Rep. Jim McDermott was a psychiatrist before he came to D.C., but he says it doesn't take a doctor to diagnose Congress' problems. The Washington state Democrat notes that some of the most intense moments on Capitol Hill — including the current debt ceiling debate — are intentionally created to force action.
"How do you get people to come to a decision?" he asks. "That's what you're watching right now. The squeeze is being put on."
In other words, if Congress wasn't a pressure cooker, nothing would get cooked.
CMF President Brad Fitch says the organization once identified the working environment most similar to Congressional offices: hospital emergency rooms.
"You have young people in stressful situations, making decisions that affect people's lives," he says. "Everybody's working 60 hours a week and their decisions make a difference. Sound like Capitol Hill?"

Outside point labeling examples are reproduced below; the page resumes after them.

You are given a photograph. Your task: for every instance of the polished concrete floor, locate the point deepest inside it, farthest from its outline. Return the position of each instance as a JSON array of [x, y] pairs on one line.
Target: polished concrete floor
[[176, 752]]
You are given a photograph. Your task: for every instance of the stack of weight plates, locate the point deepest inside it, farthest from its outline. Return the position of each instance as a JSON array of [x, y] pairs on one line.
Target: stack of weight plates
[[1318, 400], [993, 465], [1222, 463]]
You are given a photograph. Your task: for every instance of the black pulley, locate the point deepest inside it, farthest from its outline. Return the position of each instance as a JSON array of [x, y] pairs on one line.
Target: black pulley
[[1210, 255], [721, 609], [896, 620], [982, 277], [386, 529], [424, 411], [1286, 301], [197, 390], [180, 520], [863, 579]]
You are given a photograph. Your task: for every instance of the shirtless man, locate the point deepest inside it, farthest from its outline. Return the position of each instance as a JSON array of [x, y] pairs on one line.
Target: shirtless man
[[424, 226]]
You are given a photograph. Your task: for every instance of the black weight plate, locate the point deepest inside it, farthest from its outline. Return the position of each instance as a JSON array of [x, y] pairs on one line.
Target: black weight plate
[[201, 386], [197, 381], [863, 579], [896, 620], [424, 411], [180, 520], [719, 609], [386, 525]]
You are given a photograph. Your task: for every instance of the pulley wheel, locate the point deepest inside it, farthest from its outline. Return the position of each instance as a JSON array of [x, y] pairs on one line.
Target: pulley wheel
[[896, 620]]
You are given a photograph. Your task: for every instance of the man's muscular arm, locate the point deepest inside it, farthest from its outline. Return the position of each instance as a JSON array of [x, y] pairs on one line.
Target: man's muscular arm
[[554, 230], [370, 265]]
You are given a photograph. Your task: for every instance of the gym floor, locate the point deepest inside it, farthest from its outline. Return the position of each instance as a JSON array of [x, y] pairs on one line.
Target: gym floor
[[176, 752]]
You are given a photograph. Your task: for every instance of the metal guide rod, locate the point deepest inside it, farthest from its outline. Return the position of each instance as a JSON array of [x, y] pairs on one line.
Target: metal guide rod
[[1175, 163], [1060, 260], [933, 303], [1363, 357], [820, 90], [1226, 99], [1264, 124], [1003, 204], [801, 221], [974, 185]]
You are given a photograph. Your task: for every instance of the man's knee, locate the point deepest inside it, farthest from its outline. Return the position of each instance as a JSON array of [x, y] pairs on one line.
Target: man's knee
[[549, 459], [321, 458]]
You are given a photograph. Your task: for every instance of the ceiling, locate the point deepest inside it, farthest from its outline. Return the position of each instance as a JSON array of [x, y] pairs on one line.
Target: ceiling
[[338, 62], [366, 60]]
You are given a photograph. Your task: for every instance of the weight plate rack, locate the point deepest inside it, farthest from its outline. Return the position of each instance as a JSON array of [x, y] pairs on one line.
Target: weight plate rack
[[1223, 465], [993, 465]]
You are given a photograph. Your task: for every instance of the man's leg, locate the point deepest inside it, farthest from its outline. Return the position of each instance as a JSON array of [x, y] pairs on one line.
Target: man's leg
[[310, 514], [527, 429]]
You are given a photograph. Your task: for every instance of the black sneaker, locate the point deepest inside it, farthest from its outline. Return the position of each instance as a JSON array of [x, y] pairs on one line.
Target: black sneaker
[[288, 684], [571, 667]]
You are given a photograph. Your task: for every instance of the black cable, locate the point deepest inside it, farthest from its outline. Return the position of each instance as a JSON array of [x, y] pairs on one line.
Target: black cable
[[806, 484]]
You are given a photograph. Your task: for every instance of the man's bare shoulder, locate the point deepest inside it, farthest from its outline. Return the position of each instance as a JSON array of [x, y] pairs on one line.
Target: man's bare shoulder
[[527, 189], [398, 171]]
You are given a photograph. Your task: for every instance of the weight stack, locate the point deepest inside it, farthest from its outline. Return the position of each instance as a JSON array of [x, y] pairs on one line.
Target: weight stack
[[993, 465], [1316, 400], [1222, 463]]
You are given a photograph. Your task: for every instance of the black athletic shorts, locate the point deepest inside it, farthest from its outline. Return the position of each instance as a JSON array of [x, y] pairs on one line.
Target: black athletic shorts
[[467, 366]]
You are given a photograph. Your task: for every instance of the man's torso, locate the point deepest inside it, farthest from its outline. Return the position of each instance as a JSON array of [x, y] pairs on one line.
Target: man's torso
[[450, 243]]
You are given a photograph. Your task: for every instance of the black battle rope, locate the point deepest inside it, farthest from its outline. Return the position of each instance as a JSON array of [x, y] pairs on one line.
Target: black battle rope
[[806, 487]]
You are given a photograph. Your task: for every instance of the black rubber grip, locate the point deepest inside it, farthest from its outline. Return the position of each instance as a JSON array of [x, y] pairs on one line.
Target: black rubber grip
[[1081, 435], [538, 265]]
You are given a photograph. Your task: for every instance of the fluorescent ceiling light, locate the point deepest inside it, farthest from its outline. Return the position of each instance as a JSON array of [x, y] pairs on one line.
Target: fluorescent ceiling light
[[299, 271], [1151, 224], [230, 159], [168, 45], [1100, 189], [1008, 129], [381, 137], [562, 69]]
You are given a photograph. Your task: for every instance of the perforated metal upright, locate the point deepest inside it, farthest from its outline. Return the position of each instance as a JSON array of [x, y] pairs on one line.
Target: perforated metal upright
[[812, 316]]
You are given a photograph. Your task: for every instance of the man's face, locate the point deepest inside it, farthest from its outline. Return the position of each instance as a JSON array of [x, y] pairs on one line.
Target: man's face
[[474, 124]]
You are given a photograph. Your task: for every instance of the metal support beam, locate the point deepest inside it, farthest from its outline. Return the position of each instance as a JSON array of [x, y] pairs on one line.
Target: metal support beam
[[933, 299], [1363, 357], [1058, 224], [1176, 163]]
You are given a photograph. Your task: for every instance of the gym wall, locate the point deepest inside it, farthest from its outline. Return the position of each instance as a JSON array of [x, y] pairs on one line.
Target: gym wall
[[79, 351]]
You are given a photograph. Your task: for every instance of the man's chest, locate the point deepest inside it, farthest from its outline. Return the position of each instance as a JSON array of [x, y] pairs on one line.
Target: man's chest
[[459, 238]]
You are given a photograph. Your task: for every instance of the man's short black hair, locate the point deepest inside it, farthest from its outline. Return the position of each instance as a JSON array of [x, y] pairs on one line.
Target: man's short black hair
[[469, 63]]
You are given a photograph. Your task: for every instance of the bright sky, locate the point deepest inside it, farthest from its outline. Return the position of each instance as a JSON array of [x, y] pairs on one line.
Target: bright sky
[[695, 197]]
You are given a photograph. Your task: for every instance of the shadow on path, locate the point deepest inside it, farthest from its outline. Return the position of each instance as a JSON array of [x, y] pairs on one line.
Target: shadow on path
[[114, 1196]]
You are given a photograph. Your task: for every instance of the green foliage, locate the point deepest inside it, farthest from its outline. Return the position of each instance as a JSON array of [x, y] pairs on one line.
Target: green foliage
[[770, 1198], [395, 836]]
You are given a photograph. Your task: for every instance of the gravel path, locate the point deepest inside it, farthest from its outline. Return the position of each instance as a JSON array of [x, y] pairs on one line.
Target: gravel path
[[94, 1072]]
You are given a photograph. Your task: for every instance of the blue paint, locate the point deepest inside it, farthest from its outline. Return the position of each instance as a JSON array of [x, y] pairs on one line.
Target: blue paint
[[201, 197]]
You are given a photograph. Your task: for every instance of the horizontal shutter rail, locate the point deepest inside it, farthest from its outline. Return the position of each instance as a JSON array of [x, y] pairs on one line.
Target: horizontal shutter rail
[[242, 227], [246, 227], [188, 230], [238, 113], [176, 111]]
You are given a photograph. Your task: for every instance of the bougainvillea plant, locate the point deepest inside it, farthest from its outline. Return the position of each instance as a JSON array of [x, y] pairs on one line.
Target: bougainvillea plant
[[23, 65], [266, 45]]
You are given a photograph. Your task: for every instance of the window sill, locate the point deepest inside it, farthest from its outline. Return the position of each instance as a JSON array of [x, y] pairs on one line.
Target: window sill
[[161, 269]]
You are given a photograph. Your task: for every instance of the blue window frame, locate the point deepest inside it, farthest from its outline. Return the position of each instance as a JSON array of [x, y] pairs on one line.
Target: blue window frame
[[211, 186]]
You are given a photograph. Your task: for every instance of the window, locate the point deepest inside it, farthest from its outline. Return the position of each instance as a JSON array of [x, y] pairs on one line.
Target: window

That stress can even lead to medical problems.
Robb Watters is a lobbyist who plays an unusual role on Capitol Hill. Watters, managing partner at the Madison Group, is also a volunteer board member of the George Washington University Medical Faculty Associates, a post that enables him to serve as a one-man referral service to Members, staffers and other lobbyists seeking advice about medical care.
Watters says that of the 30 or so calls he fields a week, many are seeking care for ailments that can be stress-related. Gastrointestinal illnesses and heart problems, some of the most common complaints, can be triggered by stress or poor diet. And the orthopedic problems many suffer from — bad backs and knees for example — are exacerbated by long days treading the Capitol's unforgiving marble floors.
"There's so much stress in this lifestyle," he says. "How we work and the hours and the nutrition. We're always grabbing food on the go."
But staffers are so busy that even learning to manage that tension can be another task to juggle. The CMF recently scheduled a workshop for House chiefs of staff to show them how to better manage on-the-job stress. But as the date approached, it became clear that the deficit talks roiling the Hill would decrease attendance.
Fitch sees the irony in staffers being too stressed out to attend a class on learning to chill.
"We had to postpone it until the schedule cleared a little," he says.